Verletzter Federer verzichtet auf Finale: Djokovic Champion

Roger Federer French Open Foto: Stefan Ruef

Schock für alle Fans von Roger Federer: Der Schweizer musste nach seinem Halbfinal-Krimi gegen Stan Wawrinka verletzungsbedingt auf das Traumfinale der ATP World Tour Finals in der Londoner O2-Arena gegen Novak Djokovic verzichten. Bereits um 15 Uhr hätte der Maestro auf Trainingsplatz Nummer 1 ein paar Bälle schlagen sollen – doch er kam nicht.

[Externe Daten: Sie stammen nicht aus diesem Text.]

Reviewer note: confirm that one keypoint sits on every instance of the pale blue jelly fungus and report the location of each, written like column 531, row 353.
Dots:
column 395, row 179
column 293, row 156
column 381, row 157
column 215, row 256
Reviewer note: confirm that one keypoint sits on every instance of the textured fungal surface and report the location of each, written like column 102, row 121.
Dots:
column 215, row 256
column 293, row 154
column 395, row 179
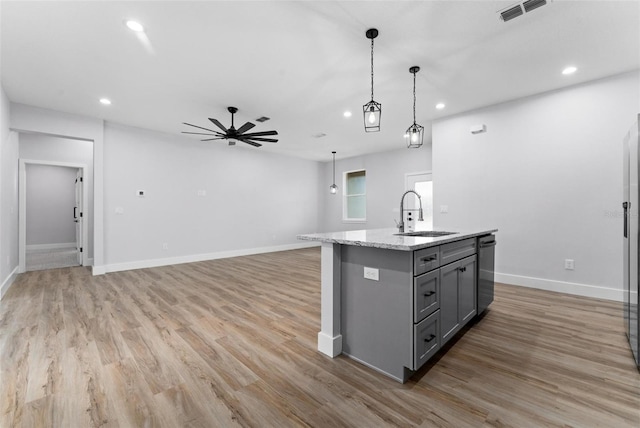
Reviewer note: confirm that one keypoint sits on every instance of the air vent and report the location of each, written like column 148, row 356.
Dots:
column 519, row 9
column 529, row 5
column 512, row 12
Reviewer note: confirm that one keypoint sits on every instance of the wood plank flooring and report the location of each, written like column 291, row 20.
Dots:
column 233, row 343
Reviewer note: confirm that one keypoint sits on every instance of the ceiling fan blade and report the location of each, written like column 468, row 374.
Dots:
column 247, row 126
column 261, row 134
column 266, row 140
column 218, row 124
column 204, row 133
column 251, row 142
column 196, row 126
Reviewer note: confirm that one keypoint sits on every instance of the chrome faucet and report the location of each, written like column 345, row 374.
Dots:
column 420, row 218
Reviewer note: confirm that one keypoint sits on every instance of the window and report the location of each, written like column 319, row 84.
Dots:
column 355, row 199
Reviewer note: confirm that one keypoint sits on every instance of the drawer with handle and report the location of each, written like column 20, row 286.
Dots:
column 426, row 336
column 426, row 295
column 453, row 251
column 425, row 260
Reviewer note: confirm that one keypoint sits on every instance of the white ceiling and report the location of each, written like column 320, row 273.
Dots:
column 303, row 63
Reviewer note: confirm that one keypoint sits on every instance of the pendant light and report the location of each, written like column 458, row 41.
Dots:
column 372, row 110
column 333, row 188
column 415, row 133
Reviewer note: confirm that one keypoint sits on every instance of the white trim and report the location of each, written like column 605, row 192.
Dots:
column 584, row 290
column 22, row 210
column 7, row 282
column 413, row 174
column 143, row 264
column 31, row 247
column 330, row 335
column 328, row 345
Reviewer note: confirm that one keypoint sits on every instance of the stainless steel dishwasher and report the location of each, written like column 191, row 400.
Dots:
column 486, row 271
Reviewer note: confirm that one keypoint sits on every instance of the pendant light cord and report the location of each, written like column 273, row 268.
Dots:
column 371, row 69
column 414, row 98
column 334, row 167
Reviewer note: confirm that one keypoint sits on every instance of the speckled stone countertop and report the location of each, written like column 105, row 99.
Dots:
column 387, row 238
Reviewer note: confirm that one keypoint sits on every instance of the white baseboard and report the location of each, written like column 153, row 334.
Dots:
column 584, row 290
column 51, row 246
column 8, row 281
column 143, row 264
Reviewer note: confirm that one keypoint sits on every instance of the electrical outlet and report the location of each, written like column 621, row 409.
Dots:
column 372, row 274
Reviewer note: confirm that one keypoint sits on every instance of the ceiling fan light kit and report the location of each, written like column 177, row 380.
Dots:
column 232, row 134
column 372, row 111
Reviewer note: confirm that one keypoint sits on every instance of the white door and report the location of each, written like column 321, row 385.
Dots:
column 78, row 215
column 423, row 185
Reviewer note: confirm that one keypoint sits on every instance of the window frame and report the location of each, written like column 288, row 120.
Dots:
column 345, row 196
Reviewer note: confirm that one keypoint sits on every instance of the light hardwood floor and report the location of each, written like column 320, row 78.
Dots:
column 233, row 343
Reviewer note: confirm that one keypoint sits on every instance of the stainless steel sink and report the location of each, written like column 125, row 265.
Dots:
column 427, row 233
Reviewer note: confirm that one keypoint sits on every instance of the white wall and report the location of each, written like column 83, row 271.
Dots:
column 47, row 148
column 8, row 197
column 385, row 186
column 255, row 201
column 50, row 199
column 548, row 174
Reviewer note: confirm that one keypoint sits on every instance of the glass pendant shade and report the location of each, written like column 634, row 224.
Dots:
column 414, row 136
column 372, row 112
column 415, row 133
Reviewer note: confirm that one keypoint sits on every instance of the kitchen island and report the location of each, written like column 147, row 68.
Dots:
column 391, row 301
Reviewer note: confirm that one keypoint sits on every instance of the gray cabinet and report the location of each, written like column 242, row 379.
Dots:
column 397, row 322
column 426, row 339
column 426, row 295
column 467, row 289
column 457, row 296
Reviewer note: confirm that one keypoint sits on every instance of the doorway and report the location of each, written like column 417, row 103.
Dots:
column 52, row 230
column 421, row 183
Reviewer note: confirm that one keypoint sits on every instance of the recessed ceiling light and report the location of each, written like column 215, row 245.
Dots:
column 134, row 26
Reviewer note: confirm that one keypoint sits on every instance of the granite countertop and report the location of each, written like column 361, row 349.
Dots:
column 386, row 238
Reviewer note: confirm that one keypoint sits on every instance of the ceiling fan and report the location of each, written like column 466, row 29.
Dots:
column 232, row 134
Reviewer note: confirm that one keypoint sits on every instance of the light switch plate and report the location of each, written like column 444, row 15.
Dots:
column 372, row 274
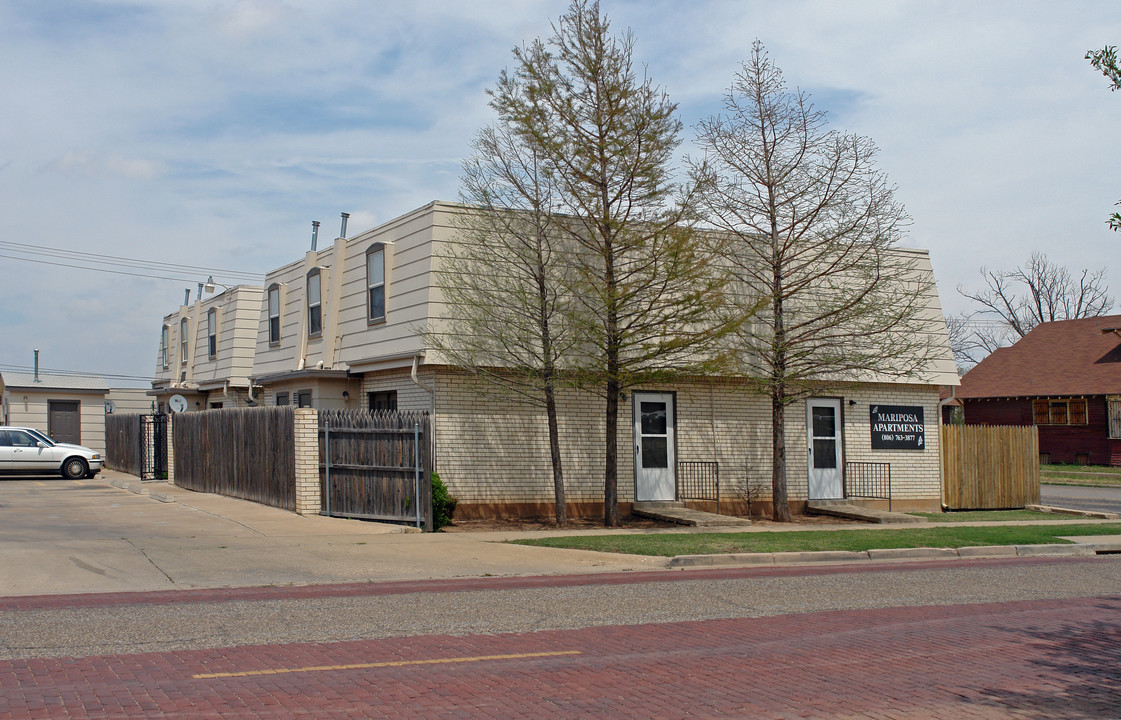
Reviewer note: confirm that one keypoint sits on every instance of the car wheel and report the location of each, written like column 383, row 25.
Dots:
column 74, row 468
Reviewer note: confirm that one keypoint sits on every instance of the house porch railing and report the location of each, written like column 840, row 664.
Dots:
column 698, row 480
column 870, row 480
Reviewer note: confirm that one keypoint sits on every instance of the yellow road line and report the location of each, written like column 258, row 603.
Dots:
column 441, row 661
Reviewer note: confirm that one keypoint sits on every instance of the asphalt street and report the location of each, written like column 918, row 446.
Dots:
column 116, row 603
column 1078, row 498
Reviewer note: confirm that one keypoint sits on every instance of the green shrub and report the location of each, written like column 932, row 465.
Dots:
column 443, row 505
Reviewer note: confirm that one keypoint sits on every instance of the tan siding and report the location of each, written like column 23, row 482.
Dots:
column 34, row 413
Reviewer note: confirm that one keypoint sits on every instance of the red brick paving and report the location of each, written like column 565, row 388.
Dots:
column 1055, row 658
column 466, row 584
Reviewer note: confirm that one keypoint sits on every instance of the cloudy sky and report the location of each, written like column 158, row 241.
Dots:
column 205, row 134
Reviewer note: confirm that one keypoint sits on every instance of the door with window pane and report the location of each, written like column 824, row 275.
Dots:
column 654, row 448
column 823, row 435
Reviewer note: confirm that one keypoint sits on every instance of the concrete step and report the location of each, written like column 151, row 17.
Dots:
column 851, row 510
column 669, row 511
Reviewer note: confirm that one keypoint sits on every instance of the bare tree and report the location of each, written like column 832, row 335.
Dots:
column 1105, row 62
column 1018, row 300
column 503, row 280
column 813, row 223
column 642, row 284
column 961, row 341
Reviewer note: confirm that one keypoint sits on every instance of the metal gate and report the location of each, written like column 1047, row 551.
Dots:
column 376, row 465
column 153, row 446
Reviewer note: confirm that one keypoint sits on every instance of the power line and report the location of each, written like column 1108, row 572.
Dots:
column 114, row 376
column 93, row 269
column 25, row 249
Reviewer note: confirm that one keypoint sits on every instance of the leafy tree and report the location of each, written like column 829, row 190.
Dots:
column 505, row 284
column 642, row 284
column 1016, row 301
column 813, row 224
column 1105, row 62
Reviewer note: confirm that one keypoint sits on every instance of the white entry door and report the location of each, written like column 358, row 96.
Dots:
column 654, row 448
column 823, row 431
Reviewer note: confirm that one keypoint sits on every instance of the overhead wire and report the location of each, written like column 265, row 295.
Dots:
column 114, row 376
column 154, row 266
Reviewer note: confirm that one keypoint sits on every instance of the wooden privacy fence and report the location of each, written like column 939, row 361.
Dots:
column 248, row 453
column 989, row 468
column 122, row 442
column 376, row 465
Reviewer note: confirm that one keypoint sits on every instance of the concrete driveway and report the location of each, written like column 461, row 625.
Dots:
column 1080, row 498
column 68, row 536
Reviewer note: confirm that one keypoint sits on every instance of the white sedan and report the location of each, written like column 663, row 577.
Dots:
column 27, row 451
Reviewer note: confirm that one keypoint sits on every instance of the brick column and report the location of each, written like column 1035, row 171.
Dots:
column 307, row 461
column 170, row 449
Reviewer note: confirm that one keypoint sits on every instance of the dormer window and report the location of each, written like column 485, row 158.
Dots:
column 212, row 333
column 376, row 283
column 314, row 304
column 274, row 314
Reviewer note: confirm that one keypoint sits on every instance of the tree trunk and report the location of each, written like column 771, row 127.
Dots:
column 781, row 506
column 611, row 469
column 550, row 407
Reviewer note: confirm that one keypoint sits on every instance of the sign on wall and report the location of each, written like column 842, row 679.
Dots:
column 897, row 427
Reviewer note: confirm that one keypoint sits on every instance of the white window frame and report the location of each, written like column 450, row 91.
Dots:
column 184, row 329
column 1113, row 415
column 274, row 313
column 376, row 285
column 212, row 333
column 314, row 304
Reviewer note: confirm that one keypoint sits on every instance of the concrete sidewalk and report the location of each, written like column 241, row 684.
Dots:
column 62, row 536
column 116, row 534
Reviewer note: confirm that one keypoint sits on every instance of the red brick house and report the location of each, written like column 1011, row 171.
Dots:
column 1063, row 377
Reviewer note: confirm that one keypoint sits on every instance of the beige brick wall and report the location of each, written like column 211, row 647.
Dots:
column 307, row 461
column 494, row 450
column 170, row 449
column 409, row 396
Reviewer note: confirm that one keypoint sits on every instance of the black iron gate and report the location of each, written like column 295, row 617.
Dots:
column 153, row 446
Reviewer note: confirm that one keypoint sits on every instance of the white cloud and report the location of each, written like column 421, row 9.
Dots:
column 213, row 134
column 91, row 164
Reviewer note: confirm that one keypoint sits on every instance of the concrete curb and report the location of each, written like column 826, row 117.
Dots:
column 1057, row 510
column 890, row 554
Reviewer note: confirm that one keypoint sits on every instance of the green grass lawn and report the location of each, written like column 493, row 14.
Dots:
column 989, row 516
column 714, row 543
column 1090, row 476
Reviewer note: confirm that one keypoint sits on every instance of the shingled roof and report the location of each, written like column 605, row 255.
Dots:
column 1065, row 358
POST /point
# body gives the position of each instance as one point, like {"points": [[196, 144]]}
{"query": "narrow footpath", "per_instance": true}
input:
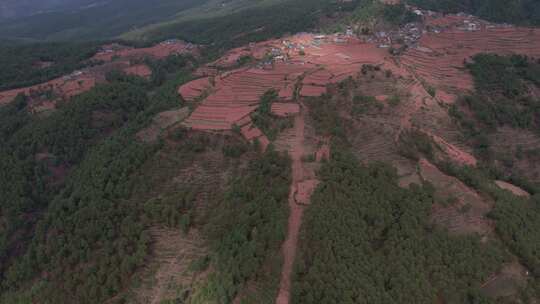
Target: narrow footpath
{"points": [[301, 188]]}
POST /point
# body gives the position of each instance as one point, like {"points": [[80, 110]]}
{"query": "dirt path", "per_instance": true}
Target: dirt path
{"points": [[296, 151]]}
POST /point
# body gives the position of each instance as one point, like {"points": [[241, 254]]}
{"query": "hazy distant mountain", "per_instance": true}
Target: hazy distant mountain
{"points": [[83, 19], [24, 8]]}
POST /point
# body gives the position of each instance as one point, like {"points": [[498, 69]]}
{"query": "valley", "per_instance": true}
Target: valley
{"points": [[375, 163]]}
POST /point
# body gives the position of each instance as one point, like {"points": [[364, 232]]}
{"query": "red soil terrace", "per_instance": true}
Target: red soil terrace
{"points": [[141, 70], [283, 109], [235, 94], [439, 58]]}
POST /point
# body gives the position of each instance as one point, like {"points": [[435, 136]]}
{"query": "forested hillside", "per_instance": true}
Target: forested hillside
{"points": [[395, 158]]}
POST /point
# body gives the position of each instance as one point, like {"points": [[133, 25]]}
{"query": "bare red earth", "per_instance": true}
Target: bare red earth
{"points": [[283, 109], [440, 57], [141, 70]]}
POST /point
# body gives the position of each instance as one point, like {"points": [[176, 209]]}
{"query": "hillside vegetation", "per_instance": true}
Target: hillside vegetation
{"points": [[526, 12]]}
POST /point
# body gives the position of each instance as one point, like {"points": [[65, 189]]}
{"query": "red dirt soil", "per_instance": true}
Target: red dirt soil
{"points": [[512, 188], [236, 93], [457, 155], [440, 57], [285, 109], [302, 186], [141, 70]]}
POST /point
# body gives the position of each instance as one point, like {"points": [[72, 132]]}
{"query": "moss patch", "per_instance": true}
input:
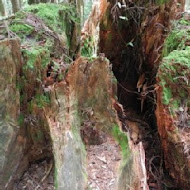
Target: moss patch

Als auch eine halbe Stunde später vom Eidgenossen weit und breit nichts zu sehen war, machten erste wilde Gerüchte die Runde. Diese bestätigten sich nur ein paar Stunden später. Federer zwickte es im Rücken. „Ich habe mich beim Spiel gegen Stan Wawrinka am Rücken verletzt. Es tut mir leid, aber ich kann auf diesem Niveau heute nicht spielen. Ich wollte euch das persönlich mitteilen. Ich hoffe, ich kann im nächsten Jahr wieder hier spielen“, erklärte der ehemalige Weltranglisten-Erste den Fans in der ausverkauften Arena. Er habe sogar Schmerzmittel eingenommen. Aber alles half nichts – eine halbe Stunde vor dem Finale gab er seinen Verzicht bekannt. Erst die dritte Aufgabe in der langen Karriere des Maestros. Im Jahr 2008 hatte er in Paris-Bercy auf das Viertelfinale gegen James Blake verzichtet, 2012 auf das Halbfinale in Doha gegen Jo-Wilfried Tsonga. Durch die Aufgabe des Schweizers holte sich Djokovic kampflos seinen vierten Masters-Sieg. Anstatt dem Finale furioso bekamen die Menschen in der Halle eine Schaukampf zwischen Djokovic und Andy Murray zu sehen.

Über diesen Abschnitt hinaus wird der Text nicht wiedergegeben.